Some Things are Priceless. So What? Some critics of CBA think they make a strong point when they say that a certain object is priceless and thus beyond the scope of CBA. For example, they might say that some rare species of whales are priceless. However, even if something is rare, we must consider the cost of preserving it or saving it. In a world where resources are scarce it is hard to simply say that because a certain good is rare or priceless we cannot compare it to other things we value or desire. Only if we have unlimited funds can we spend them all, if we choose, on preserving a specific good, such as the rare whales. However, once we recognize that we have to spend the money we have on various projects, we realize that we have a competitive resource allocation problem. A competitive resource allocation problem requires us to realize that resources must be distributed, and all projects cannot be funded equally.
Does CBA Work? 1. CBA is supposed to identify costs and benefits in a politically neutral way that allows it to be used in public debates as a tool for decision making and public policy adoption. 2. The identification of costs and benefits is often subject to income asymmetries and political power. So, that those with more income and political influence can shield or enhance something as a cost or a benefit, when in actuality it may not be. 3. CBA only works if it is able to be politically neutral. 4. From (2) it is not politically neutral. 5. So. CBA does not work.
Must CBA Measure Valuations in Terms of Willingness to Pay? CBA requires us to measure the value of a good in terms of a person or a group’s willingness to pay for the good. But willingness to pay is a function of a person’s income. People who make more money, are able to pay more for a certain good or policy. Is it just to allow willingness to pay to be a measure of the value of something to a person or a group if people have different income levels. Can we use percent of income as a way of solving the problem?
Conclusions What can you do with CBA? You can draw conclusions like this: We conducted CBA, taking the following costs and benefits into account. The proposal before us appears to pass inspection, where the losers would lose more than the the winners would gain, we recommend that the proposal be rejected. We could be wrong for the following reasons
How we could be wrong There may be costs or benefits we have not anticipated Furthermore, even known costs and benefits are often impossible to quantify precisely, Therefore our numbers must be viewed with caution.
How we could be wrong When CBA is used in support of a given proposal, CBA need not be decisive for there are other grounds upon which policies can be prohibited, favorable CBA notwithstanding. Nevertheless, until someone either identifies additional costs or benefits for us to consider, or else informs us that the proposal violates a treaty (for example) that created rights and obligations that render costs and benefits moot, all we can do is go with our best understanding of the information before us. Without new information, following CBA, seems like the best we can do.
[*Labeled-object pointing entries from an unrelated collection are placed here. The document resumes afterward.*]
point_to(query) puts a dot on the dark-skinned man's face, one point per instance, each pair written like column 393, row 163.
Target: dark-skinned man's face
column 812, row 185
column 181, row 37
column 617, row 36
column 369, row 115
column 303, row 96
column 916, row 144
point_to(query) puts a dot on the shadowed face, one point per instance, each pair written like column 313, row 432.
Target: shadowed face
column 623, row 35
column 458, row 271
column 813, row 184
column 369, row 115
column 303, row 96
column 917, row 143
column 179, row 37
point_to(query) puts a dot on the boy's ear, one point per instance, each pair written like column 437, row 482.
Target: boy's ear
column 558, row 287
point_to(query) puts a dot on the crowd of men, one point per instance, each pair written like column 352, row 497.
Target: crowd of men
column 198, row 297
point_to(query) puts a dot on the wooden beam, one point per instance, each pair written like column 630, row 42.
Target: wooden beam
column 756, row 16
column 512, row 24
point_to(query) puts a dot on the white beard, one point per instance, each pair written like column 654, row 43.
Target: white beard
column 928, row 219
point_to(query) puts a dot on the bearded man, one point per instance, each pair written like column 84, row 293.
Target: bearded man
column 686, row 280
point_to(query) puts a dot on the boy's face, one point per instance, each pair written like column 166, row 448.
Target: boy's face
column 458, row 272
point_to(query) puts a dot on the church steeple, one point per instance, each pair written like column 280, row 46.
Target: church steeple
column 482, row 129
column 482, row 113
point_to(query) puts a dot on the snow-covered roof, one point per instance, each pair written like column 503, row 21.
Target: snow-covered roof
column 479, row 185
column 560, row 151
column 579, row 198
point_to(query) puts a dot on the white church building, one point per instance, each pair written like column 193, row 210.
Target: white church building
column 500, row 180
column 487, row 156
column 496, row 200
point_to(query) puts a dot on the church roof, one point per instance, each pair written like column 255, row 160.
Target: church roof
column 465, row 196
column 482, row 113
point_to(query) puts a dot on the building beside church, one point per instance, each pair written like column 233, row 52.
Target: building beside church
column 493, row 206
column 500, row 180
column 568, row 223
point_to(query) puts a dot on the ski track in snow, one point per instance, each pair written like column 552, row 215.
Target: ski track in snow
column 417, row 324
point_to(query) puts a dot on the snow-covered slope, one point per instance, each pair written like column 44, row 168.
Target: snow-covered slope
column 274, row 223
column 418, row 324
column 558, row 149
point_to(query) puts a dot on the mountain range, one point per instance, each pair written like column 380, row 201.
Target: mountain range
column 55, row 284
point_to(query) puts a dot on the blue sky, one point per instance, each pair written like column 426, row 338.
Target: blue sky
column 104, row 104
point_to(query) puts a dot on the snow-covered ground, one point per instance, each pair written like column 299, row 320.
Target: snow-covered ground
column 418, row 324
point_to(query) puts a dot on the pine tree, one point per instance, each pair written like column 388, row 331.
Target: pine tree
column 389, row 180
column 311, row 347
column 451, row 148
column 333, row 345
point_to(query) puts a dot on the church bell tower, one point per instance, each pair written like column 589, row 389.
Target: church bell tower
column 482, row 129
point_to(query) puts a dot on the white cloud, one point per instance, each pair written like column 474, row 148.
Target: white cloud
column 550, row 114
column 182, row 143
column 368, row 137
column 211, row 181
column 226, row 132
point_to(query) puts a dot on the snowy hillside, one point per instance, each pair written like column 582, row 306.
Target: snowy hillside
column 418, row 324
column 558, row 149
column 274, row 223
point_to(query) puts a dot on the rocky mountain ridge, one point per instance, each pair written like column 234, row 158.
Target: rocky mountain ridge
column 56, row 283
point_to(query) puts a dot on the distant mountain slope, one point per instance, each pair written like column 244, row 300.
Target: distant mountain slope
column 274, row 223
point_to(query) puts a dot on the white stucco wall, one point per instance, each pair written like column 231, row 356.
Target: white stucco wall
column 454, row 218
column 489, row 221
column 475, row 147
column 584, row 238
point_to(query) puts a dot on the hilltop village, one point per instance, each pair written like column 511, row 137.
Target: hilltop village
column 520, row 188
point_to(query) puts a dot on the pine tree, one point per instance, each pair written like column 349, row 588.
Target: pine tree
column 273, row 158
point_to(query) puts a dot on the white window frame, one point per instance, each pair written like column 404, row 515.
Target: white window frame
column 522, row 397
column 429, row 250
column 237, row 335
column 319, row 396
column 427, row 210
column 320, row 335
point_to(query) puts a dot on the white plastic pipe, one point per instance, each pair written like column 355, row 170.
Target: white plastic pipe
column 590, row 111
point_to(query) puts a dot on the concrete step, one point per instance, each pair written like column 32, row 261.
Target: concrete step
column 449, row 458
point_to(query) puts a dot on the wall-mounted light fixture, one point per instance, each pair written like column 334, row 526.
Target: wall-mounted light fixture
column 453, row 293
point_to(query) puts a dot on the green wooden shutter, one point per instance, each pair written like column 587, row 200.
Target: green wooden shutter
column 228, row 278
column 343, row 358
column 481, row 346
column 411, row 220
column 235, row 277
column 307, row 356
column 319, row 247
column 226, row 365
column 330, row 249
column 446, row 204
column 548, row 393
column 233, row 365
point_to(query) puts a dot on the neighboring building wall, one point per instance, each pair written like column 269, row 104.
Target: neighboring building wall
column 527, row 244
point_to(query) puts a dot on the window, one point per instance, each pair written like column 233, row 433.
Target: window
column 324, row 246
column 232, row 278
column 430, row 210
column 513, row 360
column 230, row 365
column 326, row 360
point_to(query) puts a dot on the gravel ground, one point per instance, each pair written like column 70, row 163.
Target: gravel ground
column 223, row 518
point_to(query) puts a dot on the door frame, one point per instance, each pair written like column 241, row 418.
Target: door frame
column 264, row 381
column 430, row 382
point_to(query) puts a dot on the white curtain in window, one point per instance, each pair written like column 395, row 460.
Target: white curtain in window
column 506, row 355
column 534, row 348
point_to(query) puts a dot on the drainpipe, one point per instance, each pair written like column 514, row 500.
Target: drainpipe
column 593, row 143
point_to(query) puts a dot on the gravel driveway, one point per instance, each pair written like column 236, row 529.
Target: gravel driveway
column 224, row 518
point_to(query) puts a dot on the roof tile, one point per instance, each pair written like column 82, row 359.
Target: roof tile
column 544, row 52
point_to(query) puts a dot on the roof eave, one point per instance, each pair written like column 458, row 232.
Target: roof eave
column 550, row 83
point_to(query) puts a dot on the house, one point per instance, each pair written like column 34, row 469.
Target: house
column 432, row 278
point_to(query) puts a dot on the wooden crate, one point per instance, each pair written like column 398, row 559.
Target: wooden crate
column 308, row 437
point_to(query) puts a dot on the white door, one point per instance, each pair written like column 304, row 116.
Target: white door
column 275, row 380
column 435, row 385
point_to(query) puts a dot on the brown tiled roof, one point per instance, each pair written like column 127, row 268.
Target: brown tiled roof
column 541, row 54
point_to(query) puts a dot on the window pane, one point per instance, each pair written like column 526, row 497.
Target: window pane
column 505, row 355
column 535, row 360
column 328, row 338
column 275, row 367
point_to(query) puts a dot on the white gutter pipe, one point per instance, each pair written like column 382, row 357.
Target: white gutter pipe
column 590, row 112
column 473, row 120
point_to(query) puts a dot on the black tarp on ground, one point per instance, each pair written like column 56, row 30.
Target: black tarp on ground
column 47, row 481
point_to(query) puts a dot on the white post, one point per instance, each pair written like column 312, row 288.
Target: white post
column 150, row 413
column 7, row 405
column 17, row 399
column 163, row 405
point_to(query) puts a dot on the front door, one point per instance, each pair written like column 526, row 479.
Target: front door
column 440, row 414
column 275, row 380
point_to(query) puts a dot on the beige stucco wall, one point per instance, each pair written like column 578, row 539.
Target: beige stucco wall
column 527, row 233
CBA with Full Cost Accounting CBA can be used. But versions of it that don’t take everything relevant into consideration maybe ethically indefensible. CBA with Full Cost Accounting, which takes into consideration both internal and external costs, would appear the ethically best tool to use in decision making. Using FCBA does not mean that FCBA gets the final word. It is possible that other overriding factors can deem the judgment of FCBA irrelevant.